Unfortunately for the next piece, I don’t have access to any of the videos or images they used in their presentation. So I’ll just have to draw it.

I can feel you judging me and it hurts.

Look at these two crappily-drawn robots. What is the one on the top trying to do? The same thing as the one on the bottom. But the one on the bottom is “performing” the act of trying to figure out how the door works (it turns out doors are really really really hard for robots, knobs especially)

The story one of the panelists (Takayama?) told was that she often had problems with robotics engineers in her lab getting very angry with her for crossing through a robots visual threshold while it was trying to figure out how a door worked. This, despite the fact the robot was just sitting there, not apparently thinking or straining or working. But it was, it was crunching an insane amount of spatial data. It just didn’t have the decency to look like it.

Furthermore, whether it succeeded or failed to open the door, it apparently felt the same about both outcomes. A robot that succeeds should perform success. A robot that fails should, and I’m quoting directly here because I thought it was so charming, “have the decency to feel bad about failing.”

Stuff like that matters. Humans don’t like failure. Why should robots?

So the key for robots isn’t necessarily functional competence. Humans don’t think much of robots that can perform a task very well. A slick-looking robot that can open a door with a high degree of success isn’t credited with as much intelligence as something that looks like WALL-E that fails to open doors if WALL-E at least looks like he was thinking about how to do it and felt “sad” when he failed.

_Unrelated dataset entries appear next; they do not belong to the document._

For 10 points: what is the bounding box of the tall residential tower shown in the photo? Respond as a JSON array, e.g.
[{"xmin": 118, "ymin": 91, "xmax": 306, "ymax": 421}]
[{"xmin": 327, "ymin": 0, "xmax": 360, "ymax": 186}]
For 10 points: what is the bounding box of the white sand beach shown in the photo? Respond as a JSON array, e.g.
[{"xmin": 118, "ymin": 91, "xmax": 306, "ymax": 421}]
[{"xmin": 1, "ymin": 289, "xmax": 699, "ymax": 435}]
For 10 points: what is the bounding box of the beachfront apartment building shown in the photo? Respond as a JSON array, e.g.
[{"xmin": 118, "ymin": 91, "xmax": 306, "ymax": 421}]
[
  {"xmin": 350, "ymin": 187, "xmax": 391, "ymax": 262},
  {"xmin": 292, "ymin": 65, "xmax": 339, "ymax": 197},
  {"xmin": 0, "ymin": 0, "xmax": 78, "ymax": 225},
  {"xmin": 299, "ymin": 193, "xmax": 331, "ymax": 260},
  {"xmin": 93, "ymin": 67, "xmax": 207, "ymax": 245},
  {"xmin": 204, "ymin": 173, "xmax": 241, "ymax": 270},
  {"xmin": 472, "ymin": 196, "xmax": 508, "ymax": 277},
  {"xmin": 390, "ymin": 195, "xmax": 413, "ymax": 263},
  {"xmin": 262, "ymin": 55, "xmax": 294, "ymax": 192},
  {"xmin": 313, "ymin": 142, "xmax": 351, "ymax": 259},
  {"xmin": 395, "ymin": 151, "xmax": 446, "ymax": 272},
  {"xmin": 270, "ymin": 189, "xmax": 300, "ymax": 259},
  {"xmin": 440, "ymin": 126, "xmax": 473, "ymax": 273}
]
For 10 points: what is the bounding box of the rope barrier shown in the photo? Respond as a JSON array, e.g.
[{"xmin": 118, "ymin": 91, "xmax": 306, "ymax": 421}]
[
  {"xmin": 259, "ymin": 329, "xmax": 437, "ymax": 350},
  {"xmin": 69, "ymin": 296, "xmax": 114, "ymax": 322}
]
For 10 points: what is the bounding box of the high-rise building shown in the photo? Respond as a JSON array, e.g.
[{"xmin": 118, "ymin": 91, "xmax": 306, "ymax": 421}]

Social Competence is perceived as Functional Competence. And when you are in the business of creating things that respond to human action, as we are, I think that this is a critical piece of design knowledge.

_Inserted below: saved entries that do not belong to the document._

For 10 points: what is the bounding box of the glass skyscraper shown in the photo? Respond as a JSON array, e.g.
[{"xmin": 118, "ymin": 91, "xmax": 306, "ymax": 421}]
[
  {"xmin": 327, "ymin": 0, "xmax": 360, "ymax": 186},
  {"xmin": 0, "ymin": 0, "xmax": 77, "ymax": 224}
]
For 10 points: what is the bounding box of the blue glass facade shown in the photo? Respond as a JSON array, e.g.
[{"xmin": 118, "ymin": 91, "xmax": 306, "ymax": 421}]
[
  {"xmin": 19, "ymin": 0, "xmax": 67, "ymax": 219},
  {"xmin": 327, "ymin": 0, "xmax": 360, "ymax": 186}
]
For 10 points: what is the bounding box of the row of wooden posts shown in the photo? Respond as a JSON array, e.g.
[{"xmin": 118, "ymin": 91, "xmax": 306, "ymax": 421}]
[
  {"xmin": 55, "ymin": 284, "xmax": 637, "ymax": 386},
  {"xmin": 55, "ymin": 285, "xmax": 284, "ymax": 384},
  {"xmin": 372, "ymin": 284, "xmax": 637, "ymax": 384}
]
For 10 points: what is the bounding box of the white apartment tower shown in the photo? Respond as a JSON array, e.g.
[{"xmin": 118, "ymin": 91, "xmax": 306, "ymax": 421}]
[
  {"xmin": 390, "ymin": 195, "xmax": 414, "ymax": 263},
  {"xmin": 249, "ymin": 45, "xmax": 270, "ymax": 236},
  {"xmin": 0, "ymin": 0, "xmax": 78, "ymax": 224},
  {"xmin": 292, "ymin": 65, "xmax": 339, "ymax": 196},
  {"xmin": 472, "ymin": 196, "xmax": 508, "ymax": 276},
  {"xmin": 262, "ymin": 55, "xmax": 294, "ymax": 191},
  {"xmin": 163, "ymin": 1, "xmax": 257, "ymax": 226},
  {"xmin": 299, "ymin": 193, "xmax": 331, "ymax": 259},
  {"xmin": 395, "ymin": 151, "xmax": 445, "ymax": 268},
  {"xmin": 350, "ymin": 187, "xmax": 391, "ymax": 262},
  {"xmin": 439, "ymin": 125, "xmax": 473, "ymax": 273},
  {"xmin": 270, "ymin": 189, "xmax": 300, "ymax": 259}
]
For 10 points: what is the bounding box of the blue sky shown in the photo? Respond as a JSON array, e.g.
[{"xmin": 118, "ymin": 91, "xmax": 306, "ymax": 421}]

The key to discovering a robot’s affordance is performance. The robot must perform using body language in a way that is recognizable to humans. We rely on social cues to read one another and understand intention. Without knowing a machine’s intent, it is somewhat of a mystery to us and makes us wary or we think it is broken or stupid.

Two other quick lessons: “robot” can also be defined as something that is not autonomous, but is an extension of a human body or will.

We have one of those at my office:

The interesting thing about these is that studies have shown people expect the same kind of bodily autonomy and control when running around in one of these bodies as they do when they are in their own body. They don’t want people to come up and mess with their screen or redirect their robot without permission. They expect social privilege the same as if they were there.

Final note (potentially in conflict with the previous): humans perceive robots as permanently low status. In fact, little better than slaves. We expect them to eat our garbage and be thankful. We, I’m certain, expect the same of assistant systems and artificial intelligences. As designers, we should remember this when making demands of users. Users’ unwillingness to have demands made of them is not a question of laziness, it’s a question of a system knowing its place in the social hierarchy: dead last. We might be friendly with our servants, even tolerant of their quirks, but we’re not going to accept a servant that makes too many demands of us or is inscrutable or aggressive. Such a thing is going in the trash heap. That’s the price it pays for its social incompetence.